T. S. Eliot Prize
Winner of the T. S. Eliot Prize for Poetry.
Jackself is the fourth collection from one of Britain's finest poets, and sees Jacob Polley at the height of his powers. In one of the most original books of poetry to appear in the last decade, Jackself spins a kind of 'fictionalized autobiography' through nursery rhymes, riddles and cautionary tales, and through the many 'Jacks' of our folktale, legend, phrase and fable - everyman Jacks and no one Jacks, Jackdaw, Jack-O-Lantern, Jack Sprat, Cheapjack and Jack Frost.

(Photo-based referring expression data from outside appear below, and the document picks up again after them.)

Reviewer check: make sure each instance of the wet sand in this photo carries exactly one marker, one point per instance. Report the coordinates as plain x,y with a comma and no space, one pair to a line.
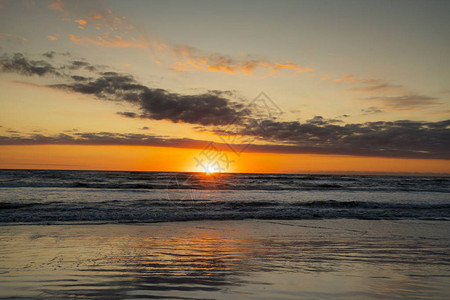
250,259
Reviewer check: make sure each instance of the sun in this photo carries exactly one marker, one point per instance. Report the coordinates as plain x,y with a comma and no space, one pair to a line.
209,169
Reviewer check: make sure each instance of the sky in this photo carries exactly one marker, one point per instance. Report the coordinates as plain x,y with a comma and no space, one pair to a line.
225,86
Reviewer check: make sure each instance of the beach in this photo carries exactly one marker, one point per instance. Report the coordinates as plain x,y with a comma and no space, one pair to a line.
245,259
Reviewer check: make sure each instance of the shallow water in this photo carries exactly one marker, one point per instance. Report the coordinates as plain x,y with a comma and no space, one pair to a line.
258,259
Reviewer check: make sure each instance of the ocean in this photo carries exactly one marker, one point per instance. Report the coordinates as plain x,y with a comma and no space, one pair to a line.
41,196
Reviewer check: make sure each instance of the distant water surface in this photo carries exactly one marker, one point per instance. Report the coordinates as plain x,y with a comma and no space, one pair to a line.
41,196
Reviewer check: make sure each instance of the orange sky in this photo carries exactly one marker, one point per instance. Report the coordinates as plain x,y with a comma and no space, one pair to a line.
142,158
83,83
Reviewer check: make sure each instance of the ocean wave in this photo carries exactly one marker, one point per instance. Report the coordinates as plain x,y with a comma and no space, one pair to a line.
184,210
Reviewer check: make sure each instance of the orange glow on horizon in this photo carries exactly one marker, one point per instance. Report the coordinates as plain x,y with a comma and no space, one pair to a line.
143,158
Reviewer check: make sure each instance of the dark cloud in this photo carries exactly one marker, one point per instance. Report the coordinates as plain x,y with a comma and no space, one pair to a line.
211,108
401,139
102,138
407,139
22,65
206,109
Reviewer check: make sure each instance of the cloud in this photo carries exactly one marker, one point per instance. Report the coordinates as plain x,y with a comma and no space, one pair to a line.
379,87
403,138
56,5
192,59
399,139
214,109
405,102
206,109
21,65
372,110
115,42
387,95
116,31
12,36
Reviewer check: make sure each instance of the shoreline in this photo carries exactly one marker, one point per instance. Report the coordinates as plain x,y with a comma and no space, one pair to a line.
256,259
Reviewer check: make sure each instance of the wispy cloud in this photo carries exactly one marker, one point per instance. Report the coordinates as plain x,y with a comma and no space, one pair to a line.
214,110
111,42
401,139
385,96
114,31
408,102
12,36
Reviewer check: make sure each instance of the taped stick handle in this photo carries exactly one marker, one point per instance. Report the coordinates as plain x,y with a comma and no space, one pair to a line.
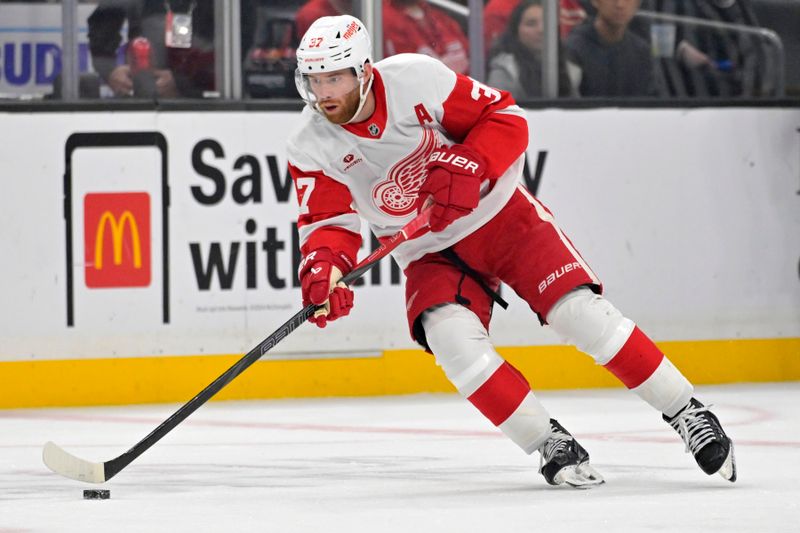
74,467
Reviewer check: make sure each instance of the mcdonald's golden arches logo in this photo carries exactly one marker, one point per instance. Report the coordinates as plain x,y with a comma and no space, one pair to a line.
116,228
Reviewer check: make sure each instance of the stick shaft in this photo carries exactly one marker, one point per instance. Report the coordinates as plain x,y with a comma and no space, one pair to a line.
417,226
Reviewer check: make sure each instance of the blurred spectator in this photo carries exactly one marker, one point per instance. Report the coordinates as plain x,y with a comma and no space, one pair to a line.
415,26
314,9
516,60
409,26
714,62
180,35
612,60
497,12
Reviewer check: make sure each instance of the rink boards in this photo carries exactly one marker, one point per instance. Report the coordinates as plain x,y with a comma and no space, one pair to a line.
143,245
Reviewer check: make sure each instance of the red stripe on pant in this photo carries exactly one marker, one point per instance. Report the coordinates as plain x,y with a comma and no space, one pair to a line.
636,361
501,394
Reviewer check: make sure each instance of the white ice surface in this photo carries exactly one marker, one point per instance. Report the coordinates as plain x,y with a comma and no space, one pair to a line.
402,464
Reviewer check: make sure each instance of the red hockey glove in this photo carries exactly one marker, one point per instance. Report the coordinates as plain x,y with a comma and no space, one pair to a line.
320,272
453,183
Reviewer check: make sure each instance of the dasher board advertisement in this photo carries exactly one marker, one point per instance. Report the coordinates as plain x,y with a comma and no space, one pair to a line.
116,205
136,234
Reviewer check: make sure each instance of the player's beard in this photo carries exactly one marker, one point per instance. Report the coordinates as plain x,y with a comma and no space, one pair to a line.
347,109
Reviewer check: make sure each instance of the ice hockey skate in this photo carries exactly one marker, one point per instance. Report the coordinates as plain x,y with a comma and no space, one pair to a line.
565,462
705,439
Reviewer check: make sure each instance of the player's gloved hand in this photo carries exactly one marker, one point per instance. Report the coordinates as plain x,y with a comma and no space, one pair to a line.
320,272
453,183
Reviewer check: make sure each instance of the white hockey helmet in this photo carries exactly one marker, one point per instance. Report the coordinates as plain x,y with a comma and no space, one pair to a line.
331,44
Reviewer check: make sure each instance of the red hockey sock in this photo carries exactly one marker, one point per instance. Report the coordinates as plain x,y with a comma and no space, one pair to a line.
501,394
636,361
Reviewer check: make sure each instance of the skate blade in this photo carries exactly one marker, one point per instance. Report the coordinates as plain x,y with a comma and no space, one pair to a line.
728,468
582,476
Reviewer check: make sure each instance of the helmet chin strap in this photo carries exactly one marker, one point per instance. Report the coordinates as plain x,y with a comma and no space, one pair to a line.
363,91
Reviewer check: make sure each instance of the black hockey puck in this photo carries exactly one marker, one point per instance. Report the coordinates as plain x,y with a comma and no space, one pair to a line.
96,494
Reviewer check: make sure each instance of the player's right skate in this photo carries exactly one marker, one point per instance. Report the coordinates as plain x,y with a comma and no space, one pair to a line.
705,439
564,461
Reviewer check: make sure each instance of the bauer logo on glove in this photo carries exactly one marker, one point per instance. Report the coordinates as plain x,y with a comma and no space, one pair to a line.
453,183
320,272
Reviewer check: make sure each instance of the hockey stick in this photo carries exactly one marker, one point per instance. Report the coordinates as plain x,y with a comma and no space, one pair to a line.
68,465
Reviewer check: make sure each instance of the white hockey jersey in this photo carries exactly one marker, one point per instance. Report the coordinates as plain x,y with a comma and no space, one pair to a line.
372,170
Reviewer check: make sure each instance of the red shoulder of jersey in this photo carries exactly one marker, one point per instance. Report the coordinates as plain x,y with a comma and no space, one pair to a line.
488,121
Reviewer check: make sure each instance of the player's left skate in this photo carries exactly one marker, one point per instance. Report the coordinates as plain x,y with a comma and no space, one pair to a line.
705,439
565,462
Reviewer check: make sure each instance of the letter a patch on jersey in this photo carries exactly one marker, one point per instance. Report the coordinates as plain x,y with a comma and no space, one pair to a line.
422,114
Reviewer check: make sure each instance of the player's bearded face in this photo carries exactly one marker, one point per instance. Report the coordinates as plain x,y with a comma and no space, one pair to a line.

At once playful and terrifying, lyric and narratively compelling, Jackself is an unforgettable exploration of an innocence and childhood lost in the darker corners of Reiver country and of English folklore, and once more shows Polley as one of the most remarkable imaginations at work in poetry today.
T. S. Eliot judging panel described Jackself as 'a firework of a book; inventive, exciting and outstanding in its imaginative range and depth of feeling'.
A firework of a book; inventive, exciting and outstanding in its imaginative range and depth of feeling.
T. S. Eliot Prize judging panel
It’s a sort of autobiography, set in a place called Lamanby, but it’s really like Mervyn Peake’s Gormenghast, where everything is strange. His mastery of phrase and rhythm and the control of line, combined with the hurts of childhood and his glee in inventive language, have taken his writing to a new level.